Все, все было тогда — и радость, и голод, и злость, и начавшееся презрение, отвращение даже, но все это и все, что вокруг, слилось тогда в потрясающую симфонию и даже не тогда, а вот именно после. Подозрение на болезнь еще не пришло, а как бы появилось на горизонте, слишком уж было им хорошо, чтобы думать о чем-то, и странно было Томешу, что он, всегда ставивший выше всего эстетические наслаждения, а плотские радости воспринимавший, как многие воспринимают — с жадностью, с жаром, но отдавая себе отчет, что это всего лишь физиологическое отправление организма, как бы стыдясь, что он вдруг сконцентрировал свою жизнь именно на таком простом и, даже странно, великом удовольствии, и причислил испытанное в ту ночь к самым значительным, самым тонким, самым счастливым переживаниям, которые пришлись на его долю.
И они заснули потом, а через час одновременно проснулись. Как от удара. Мягкого, пьянящего, в грудь. Нет, им не хотелось повторения. Хотелось им так много, даже непонятно чего. Просто лежали, глядя в потолок.
— Мне это не нравится, — соврал Томеш, и Аннетта поняла, что он хочет сказать, и в знак согласия на секунду прикрыла глаза. Эйфория. Первый отчетливый признак. Могущество и счастье, оттененные смертью. Они обнялись.
— Интересно, — еле шепнул он. — Мы, наверное, можем летать. Это может делать почти каждый импат. Это просто.
В комнате без света, с затененными окнами, в абсолютной тишине они приподнялись над постелью.
— Я часто думал, что ты меня ненавидишь, — сказал Томеш, но звук его голоса был таким грубым, что он осекся.
Эйфорию неизбежно сменяет депрессия. Сначала сникла Аннетта. Она села на пол и застыла, страдальчески искривив рот.
— Зажги свет.
Томеш не слышал. Он был как мощный органный аккорд.

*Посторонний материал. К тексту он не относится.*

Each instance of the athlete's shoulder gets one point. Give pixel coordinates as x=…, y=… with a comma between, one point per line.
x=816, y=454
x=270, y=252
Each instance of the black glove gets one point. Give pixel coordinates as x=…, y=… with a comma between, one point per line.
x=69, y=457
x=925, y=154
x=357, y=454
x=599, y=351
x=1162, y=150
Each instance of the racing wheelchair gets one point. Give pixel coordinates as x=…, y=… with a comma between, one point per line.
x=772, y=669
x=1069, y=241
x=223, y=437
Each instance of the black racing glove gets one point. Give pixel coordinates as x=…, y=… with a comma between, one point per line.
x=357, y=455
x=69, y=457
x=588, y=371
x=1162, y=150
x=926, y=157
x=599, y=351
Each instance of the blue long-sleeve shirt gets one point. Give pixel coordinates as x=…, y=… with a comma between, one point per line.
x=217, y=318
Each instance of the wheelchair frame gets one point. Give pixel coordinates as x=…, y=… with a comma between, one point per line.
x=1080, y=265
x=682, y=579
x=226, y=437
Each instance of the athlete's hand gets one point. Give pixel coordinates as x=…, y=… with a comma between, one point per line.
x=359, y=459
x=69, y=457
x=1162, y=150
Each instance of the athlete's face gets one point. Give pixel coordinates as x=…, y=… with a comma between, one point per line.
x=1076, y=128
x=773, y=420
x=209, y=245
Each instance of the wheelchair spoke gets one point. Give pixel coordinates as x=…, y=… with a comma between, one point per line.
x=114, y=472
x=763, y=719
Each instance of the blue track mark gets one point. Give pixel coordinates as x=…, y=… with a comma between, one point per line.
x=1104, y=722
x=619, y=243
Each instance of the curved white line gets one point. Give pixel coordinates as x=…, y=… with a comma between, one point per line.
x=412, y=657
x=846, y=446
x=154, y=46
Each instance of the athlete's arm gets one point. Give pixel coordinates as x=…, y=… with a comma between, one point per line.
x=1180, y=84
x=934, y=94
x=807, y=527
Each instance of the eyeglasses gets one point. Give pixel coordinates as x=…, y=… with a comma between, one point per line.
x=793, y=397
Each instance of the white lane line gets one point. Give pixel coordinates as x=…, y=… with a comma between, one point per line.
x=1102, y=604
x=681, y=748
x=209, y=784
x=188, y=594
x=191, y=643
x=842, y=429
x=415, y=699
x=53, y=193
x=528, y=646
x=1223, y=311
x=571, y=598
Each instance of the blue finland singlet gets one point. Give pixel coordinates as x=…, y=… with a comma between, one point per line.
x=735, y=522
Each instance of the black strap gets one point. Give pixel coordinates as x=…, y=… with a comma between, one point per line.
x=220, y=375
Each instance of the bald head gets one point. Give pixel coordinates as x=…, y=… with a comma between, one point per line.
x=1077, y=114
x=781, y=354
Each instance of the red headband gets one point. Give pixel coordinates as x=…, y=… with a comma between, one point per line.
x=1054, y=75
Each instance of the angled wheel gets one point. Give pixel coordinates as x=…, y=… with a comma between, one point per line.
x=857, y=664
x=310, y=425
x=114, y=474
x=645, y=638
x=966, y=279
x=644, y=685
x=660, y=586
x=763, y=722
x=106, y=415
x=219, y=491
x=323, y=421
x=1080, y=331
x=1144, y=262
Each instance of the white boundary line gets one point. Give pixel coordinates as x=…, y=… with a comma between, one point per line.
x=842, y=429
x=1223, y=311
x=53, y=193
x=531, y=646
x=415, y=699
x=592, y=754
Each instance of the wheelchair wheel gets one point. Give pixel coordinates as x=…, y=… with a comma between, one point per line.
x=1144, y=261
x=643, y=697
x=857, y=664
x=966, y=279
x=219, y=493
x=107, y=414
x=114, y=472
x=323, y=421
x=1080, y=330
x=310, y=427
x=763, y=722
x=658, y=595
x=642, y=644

— Зажги свет! — закричала Аннетта.
— Подожди.
— Зажги свет, — она заплакала.
Поведение импатов прогнозировать очень трудно, однако решение Томеша и Аннетты пойти на месячное затворничество все-таки вызывает удивление. Среди импатов такие случаи крайне редки. Первые часы после эйфории, часы удара, сообщают больному мощный суицидальный импульс, который обычно превозмогается желанием выйти к людям. Предельно интенсивная и насыщенная работа импатического мозга губит многие тонкие связи, необратимо искажает психический баланс и наполняет импата нерассуждающей агрессивностью, которая глушит тягу к отъединению от всего окружающего.
Сам Томеш объяснял все очень просто: появилась возможность исполнить мечту, требовалось только обдумать все как следует, и значит, скрыть себя от людей. Он знал, что это неверное объяснение, но так ему было удобнее. Аннетта с видимым облегчением предоставила все решать мужу, и странно — тот не удивился.

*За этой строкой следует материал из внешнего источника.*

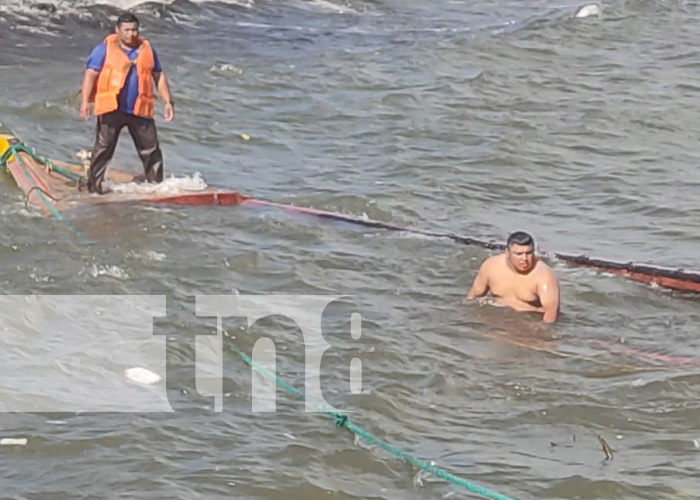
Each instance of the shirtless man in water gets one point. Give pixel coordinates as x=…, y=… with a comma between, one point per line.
x=517, y=279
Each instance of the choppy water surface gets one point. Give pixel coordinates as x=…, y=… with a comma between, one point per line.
x=471, y=117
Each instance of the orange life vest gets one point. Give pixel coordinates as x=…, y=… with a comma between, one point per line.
x=113, y=77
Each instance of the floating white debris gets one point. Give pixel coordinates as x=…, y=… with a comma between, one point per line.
x=142, y=376
x=588, y=10
x=13, y=442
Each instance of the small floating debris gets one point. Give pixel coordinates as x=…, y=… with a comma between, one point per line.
x=606, y=448
x=13, y=441
x=142, y=376
x=588, y=11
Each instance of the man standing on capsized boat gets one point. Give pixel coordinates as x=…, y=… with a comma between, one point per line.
x=519, y=280
x=119, y=78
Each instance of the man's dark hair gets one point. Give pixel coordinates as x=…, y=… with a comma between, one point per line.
x=520, y=238
x=127, y=17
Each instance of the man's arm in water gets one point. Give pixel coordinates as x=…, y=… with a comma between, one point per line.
x=549, y=297
x=480, y=287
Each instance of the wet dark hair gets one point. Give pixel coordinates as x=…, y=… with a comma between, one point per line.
x=127, y=17
x=520, y=238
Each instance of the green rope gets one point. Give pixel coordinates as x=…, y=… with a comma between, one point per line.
x=342, y=420
x=19, y=147
x=15, y=149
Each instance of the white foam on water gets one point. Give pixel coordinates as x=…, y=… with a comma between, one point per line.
x=171, y=185
x=112, y=271
x=588, y=11
x=142, y=376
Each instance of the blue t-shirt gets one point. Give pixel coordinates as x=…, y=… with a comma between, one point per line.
x=130, y=91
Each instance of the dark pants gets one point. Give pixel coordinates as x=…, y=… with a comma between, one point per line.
x=143, y=132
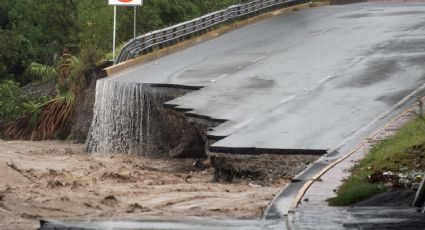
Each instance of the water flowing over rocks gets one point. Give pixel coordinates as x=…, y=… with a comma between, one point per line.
x=131, y=118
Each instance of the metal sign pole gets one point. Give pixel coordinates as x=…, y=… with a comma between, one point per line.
x=134, y=26
x=114, y=34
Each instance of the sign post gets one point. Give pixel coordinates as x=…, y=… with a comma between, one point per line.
x=116, y=3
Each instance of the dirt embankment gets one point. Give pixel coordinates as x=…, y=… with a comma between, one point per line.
x=58, y=180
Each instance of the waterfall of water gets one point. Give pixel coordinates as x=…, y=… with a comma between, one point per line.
x=121, y=118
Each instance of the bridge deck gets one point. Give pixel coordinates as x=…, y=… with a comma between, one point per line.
x=310, y=79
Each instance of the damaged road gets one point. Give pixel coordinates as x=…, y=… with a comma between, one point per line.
x=58, y=180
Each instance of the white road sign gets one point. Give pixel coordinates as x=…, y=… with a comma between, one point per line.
x=126, y=2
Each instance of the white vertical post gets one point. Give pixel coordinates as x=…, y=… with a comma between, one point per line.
x=134, y=26
x=114, y=34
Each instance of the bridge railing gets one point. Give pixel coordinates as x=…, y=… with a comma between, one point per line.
x=145, y=42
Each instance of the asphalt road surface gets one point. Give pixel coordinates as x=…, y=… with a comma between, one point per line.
x=309, y=80
x=315, y=79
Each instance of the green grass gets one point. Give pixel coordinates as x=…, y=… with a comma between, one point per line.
x=402, y=152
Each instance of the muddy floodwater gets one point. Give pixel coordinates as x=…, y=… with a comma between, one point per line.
x=59, y=180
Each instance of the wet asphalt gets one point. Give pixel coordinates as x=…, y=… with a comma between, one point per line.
x=316, y=79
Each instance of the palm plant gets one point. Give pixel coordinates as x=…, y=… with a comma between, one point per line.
x=44, y=120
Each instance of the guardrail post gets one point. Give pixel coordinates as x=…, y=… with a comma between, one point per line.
x=420, y=195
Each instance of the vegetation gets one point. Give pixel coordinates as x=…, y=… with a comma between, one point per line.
x=33, y=33
x=403, y=152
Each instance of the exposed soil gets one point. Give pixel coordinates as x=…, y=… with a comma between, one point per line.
x=58, y=180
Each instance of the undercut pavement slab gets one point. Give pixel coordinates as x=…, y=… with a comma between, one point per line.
x=310, y=79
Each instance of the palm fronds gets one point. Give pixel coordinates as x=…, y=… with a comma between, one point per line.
x=43, y=72
x=45, y=120
x=42, y=123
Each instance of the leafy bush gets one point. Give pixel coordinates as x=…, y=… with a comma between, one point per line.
x=14, y=102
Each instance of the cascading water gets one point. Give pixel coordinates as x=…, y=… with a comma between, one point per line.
x=131, y=117
x=121, y=118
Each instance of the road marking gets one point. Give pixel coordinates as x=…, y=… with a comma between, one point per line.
x=380, y=117
x=220, y=77
x=258, y=59
x=328, y=78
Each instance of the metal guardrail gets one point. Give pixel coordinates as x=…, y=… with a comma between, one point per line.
x=149, y=40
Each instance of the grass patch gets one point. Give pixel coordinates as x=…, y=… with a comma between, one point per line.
x=403, y=152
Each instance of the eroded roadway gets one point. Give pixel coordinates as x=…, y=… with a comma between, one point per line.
x=316, y=79
x=310, y=79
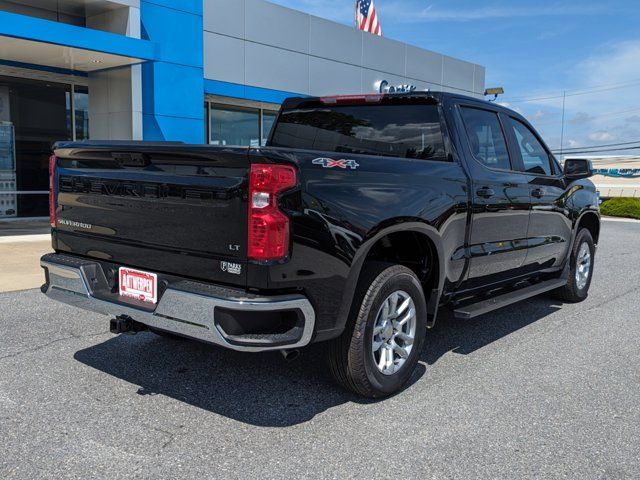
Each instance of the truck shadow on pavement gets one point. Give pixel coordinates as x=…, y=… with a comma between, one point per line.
x=265, y=390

Утро следующего дня они провели у телефона — сообщали на работу и знакомым, что приглашены в путешествие. Они затемнили окна, и теперь ни звуки, ни свет, ни запахи наружу вырваться не могли.

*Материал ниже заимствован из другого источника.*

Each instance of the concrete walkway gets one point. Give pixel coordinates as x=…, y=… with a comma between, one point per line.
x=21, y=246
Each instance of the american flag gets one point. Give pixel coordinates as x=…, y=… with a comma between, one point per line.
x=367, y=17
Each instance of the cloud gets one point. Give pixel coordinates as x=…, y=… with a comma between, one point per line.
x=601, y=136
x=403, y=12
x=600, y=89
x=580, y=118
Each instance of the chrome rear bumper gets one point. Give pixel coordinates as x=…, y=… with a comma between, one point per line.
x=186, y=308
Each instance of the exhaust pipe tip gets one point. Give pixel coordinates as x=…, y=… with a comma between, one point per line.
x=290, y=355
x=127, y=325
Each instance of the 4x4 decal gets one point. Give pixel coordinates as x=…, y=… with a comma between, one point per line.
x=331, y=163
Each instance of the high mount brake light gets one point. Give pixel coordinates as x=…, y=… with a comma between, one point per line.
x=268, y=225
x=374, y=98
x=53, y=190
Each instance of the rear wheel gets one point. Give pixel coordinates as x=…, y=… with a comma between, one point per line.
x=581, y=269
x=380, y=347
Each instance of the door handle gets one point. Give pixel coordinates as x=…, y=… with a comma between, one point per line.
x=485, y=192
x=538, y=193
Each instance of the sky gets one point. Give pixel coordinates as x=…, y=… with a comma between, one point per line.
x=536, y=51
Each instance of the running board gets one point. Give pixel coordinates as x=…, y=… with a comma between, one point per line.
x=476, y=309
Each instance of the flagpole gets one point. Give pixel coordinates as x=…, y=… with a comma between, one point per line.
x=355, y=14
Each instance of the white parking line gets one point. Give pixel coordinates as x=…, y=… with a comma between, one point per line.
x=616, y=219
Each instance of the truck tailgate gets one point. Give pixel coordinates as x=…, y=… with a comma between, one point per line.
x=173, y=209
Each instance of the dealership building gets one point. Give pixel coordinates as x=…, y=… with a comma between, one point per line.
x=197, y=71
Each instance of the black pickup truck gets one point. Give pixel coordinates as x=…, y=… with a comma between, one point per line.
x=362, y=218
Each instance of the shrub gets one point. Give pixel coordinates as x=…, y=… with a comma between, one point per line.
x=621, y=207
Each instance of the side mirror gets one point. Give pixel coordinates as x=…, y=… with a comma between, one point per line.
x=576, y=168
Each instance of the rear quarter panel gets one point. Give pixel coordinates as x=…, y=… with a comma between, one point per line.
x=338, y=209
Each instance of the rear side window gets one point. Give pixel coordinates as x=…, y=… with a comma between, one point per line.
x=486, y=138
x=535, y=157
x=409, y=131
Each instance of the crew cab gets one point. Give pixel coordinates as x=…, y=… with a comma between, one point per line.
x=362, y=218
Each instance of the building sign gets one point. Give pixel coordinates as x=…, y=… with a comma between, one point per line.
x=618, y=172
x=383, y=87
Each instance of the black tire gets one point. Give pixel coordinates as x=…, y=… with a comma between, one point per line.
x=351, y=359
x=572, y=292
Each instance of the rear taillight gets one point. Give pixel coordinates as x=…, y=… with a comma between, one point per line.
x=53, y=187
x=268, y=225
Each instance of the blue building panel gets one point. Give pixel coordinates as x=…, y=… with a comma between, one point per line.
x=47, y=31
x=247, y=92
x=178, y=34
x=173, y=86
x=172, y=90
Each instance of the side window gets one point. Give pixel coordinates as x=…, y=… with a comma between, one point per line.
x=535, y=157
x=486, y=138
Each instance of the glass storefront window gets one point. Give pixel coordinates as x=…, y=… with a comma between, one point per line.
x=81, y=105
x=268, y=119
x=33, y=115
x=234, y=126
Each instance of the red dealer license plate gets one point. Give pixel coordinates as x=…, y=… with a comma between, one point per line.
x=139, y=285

Они почти не говорили друг с другом, а к вечеру второго дня это стало просто ненужным — включалась телепатия. Затем пришло предвидение. Сначала это было угадывание чувства, которое они испытают в будущем, потом стали проявляться детали, детали складывались в события, что являлось первым признаком омертвения разума — мысли мешались, их было очень много (бомммм, говорил про них Томеш), каждая казалась значительной, представлялось чрезвычайно важным не упустить ни одной, и постепенно мир мыслей автономизировался, оставляя сознание пустым, бессмысленным и пассивным; оно вообще не отдавало бы никаких приказов телу, если бы не частые вспышки ярости, ярости импатической, какую не может испытать здоровый человек. Это было не сумасшествие, что-то другое.